The Black-Necked Stilt is a slender wading bird with long red legs. It forages along edges of fresh and saltwater marshes, ponds and tidal mudflats. The bird is 14” tall with a long black bill. Its legs are proportionately the longest of any North American bird. Feathers are black on top and white underneath. The eyes are crimson.
Black-Necked Stilts wade in shallow water, foraging on aquatic bugs and crustaceans. Their nickname, “yelper” or “lawyer,” is a description of their persistent mating sounds.

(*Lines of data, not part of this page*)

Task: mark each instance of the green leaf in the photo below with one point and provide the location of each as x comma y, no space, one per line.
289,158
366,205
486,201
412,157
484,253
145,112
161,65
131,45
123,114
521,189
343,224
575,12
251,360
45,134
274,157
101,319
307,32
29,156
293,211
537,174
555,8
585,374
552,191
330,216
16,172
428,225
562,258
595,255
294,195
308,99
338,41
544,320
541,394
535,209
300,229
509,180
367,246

During courtship, the male pecks at the surface of water and preens his breast. The female stretches (“elongates ”), then the male circles the female and flicks water. Nests, built in small colonies by both parents, are shallow depressions on low mounds near water. They are lined with shell bits, pebbles, twigs and fish bones. When it is hot, parents will take turns shading eggs. They even soak their bellies to cool the eggs and have been known to do that more than a hundred times a day.
Adults distract predators from the nest by performing aerial displays or hitting the water with their breasts to make a sharp sound. They also will lead predators away from the nest by feigning injury or pretending to incubate eggs in a location nowhere near the actual nest.
The young hatch in 25 days. Like many shorebirds, chicks can run and forage immediately but are not able to fly for a month.